Евдокия Ростопчина - Чины и деньги
Правда, необыкновенный, лихорадочный румянец пылал неровно на ее щеках; правда, ее глаза то сверкали ярким огнем безумия, то блуждали, туманные и безвзорные, но улыбка, приросшая к ее устам, была достаточною вывескою для уверения света в ее счастье, и Вадим, один Вадим мог последнею вспышкою сочувствия угадать бурю в ее сердце, узнать страдание под усмешкою и траур души под праздничною обновою...
- Прости меня, прости меня, Вадим! я люблю тебя по-прежнему - нет! больше прежнего, больше, чем когда-нибудь! но я не могла противиться - мне грозили деревней, Костромой, заточеньем - бог знает чем!.. Я знала: ты был потерян для меня; я знала, что нас разлучают навеки... я решилась спасти мою любовь, жертвуя счастьем. Я повинуюсь, но...
Ее прервал адъютант Гохберга с приглашением на вальс; жених и мать показались в дверях залы. Вера бросила на Вадима невыразимый взгляд; ласковым наклонением головы ответила адъютанту и - вихрь вальса умчал ее! Вадима кольнуло в сердце как будто острием кинжала. Боль возвратила ему скованные силы его. Он оторвался от колонны и скорыми шагами выбежал из шумного бала, из освещенного дома...

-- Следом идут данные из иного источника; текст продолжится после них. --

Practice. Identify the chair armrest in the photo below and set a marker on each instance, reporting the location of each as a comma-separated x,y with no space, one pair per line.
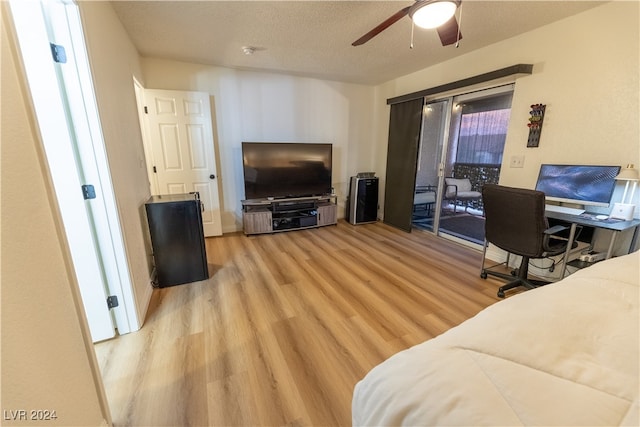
455,189
425,189
555,229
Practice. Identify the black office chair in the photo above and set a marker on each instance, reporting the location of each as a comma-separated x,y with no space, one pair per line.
515,222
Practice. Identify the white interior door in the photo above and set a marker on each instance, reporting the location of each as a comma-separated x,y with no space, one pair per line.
66,173
180,141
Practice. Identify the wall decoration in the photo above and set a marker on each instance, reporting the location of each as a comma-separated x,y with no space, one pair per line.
535,124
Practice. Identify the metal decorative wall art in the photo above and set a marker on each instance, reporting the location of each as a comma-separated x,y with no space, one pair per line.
535,124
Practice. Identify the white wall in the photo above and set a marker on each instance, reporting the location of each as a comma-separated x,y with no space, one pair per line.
47,354
255,106
114,64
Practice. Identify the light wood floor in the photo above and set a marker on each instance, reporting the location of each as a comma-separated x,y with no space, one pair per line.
286,326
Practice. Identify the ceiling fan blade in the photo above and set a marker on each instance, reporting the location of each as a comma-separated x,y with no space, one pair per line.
448,32
383,26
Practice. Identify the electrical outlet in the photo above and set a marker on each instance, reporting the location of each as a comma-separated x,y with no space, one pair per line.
517,161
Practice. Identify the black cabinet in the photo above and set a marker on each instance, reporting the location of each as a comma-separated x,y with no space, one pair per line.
177,238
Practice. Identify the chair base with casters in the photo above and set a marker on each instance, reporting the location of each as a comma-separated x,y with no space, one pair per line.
517,278
460,190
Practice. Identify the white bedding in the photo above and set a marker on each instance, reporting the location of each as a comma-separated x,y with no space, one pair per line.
563,354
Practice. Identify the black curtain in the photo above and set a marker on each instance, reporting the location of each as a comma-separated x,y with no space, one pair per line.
402,158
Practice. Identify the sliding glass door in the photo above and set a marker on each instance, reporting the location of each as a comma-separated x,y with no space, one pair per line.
435,125
461,148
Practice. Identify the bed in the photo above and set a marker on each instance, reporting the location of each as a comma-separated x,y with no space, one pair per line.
563,354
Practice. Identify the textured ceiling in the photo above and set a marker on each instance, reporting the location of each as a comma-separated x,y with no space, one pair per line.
313,38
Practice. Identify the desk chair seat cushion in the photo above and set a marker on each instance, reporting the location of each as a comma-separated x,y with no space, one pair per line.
515,221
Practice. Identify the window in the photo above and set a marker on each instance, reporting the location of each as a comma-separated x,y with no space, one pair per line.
483,130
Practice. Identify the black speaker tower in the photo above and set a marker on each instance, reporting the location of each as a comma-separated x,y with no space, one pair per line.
363,200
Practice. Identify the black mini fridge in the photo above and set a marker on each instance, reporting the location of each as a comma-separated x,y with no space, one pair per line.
177,239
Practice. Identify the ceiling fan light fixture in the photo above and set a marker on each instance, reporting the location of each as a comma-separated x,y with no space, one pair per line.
432,13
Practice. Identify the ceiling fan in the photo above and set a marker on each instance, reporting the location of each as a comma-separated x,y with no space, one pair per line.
438,14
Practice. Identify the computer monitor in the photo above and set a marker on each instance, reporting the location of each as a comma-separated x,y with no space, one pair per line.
578,184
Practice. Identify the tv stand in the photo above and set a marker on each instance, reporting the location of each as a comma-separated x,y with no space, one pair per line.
261,216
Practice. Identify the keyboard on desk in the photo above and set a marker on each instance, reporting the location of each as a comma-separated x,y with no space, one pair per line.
564,209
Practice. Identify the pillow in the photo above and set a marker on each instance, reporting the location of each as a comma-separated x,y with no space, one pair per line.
463,185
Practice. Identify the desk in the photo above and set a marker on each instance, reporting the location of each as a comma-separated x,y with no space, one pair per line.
589,220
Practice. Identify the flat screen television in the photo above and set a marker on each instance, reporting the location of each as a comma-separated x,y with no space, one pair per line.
285,169
578,184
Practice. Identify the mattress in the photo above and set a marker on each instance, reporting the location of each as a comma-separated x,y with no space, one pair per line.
563,354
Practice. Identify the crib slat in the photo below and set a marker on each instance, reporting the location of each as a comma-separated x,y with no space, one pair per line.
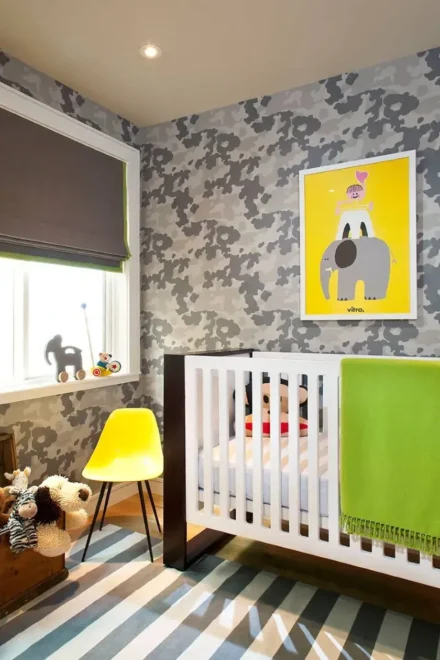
240,467
331,399
207,439
294,474
192,439
275,458
257,489
223,441
313,482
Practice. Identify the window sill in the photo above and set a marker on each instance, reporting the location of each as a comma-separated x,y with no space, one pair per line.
24,392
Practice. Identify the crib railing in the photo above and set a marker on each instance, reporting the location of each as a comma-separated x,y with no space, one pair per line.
230,493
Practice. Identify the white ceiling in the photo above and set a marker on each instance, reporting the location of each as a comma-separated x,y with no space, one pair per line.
215,52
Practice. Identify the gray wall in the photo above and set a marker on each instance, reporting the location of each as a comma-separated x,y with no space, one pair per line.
221,216
220,231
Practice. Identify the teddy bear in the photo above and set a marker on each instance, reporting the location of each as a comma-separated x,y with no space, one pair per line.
56,495
21,525
284,408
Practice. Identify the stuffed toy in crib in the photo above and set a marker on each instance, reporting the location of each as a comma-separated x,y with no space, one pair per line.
284,408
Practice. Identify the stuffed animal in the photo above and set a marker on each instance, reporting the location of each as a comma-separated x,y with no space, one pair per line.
21,524
19,479
284,408
55,495
6,501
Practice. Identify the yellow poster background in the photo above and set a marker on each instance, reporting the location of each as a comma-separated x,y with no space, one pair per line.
387,186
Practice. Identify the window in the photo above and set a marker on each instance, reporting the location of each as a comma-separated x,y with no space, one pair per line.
40,300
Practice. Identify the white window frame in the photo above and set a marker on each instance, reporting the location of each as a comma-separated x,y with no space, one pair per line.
123,326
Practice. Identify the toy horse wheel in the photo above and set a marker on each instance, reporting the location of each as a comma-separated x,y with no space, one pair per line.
114,366
63,376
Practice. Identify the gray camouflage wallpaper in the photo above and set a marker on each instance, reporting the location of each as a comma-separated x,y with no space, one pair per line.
220,231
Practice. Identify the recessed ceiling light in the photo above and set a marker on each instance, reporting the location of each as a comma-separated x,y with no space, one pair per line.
150,51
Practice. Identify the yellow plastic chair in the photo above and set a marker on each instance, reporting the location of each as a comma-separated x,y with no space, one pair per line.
129,449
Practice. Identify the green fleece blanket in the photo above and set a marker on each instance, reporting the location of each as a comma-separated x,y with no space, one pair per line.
390,451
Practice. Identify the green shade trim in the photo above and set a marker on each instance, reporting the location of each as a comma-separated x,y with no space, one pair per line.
125,207
62,262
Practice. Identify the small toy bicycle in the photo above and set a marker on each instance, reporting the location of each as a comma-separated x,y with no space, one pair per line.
106,366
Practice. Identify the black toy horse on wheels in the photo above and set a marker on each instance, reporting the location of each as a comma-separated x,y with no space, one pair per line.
65,356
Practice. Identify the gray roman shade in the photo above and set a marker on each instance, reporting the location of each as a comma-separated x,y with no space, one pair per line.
59,199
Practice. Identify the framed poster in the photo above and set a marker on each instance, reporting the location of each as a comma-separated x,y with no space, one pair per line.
358,239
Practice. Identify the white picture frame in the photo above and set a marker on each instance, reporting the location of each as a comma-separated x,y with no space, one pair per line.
394,226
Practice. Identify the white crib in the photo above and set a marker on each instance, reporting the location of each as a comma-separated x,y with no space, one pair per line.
283,491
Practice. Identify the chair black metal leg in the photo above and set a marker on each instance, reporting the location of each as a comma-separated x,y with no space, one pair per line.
144,513
150,495
92,526
109,490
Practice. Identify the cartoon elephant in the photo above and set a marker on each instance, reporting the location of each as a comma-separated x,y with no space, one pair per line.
366,258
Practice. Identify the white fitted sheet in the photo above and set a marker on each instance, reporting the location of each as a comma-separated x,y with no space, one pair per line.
303,462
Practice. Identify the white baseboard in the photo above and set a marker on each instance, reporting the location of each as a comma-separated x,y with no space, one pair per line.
122,492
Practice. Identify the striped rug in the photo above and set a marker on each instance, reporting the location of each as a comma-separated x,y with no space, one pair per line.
119,605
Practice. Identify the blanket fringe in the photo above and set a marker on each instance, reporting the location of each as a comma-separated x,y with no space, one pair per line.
429,545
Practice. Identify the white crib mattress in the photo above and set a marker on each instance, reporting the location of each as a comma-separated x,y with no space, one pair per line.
323,471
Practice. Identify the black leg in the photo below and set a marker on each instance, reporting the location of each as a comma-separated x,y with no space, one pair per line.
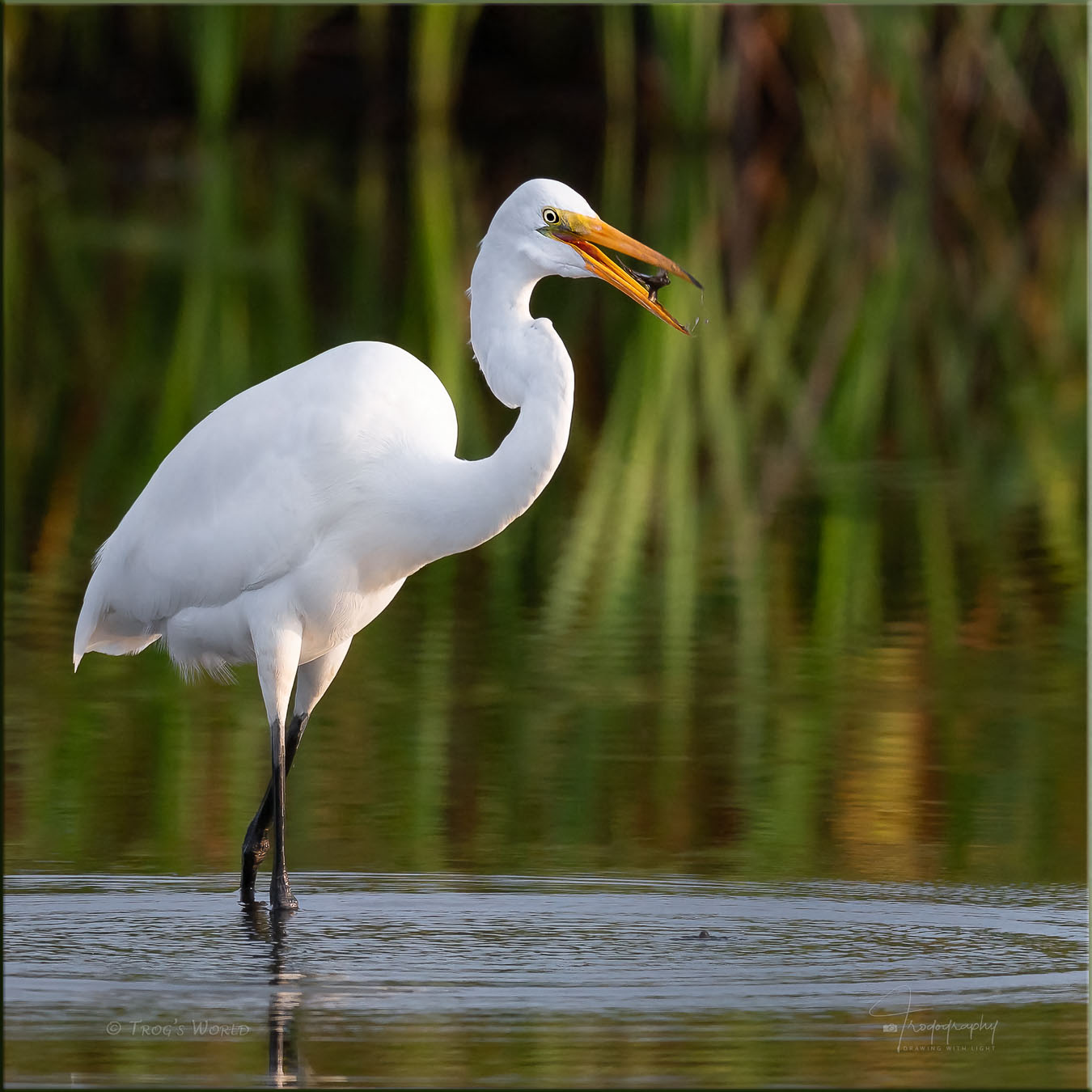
256,844
281,897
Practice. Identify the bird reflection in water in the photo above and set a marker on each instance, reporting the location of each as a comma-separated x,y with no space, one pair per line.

На следующий день в одной из гостиниц на Тверской было заметно странное волнение. Прислуга бегала из этажа в этаж, из номера в номер. Содержатель был расстроен и в испуге. Молодые люди, его жильцы, сошлись в общую комнату, более или менее пораженные чем-то печальным, и все, знакомые и незнакомые, под влиянием общего участия, говорили вместе шепотом, как будто совещаясь о чем-нибудь. На лестницах и в прихожих суетились доктора, полиция и проч., и проч.
В одной из занятых комнат, у дверей плакал слуга, бывший прежде дядькою, потом камердинером Вадима Свирского; далее плац-майор и частный доктор казались занятыми значительным делом, а Л..., весь встревоженный, хлопотал, ухаживал около них, с жаром упрашивая о чем-то то одного, то другого. Старый слуга старался слезами подтверждать его убеждения, а на диване лежал недвижный труп. История Вадима была кончена. Он оставил полупройденное поприще; он не перенес переворота своей любви, погибели своих надежд, своих верований...
Он пал - он пал душою пред искушением отчаяния; он стал виновен в тяжком грехе пред лицом Всевышнего Судьи, всегда им чтимого; но пред людьми вся его жизнь говорит за него.
Не осуждайте Вадима! Приблизься, человек, выскажи над ним слово отвержения! приблизься тот, кто пребыл тверд, кто мужался, кто не роптал, когда с высоты блаженства одним махом рока он был свергаем в бездну всех страданий человечества!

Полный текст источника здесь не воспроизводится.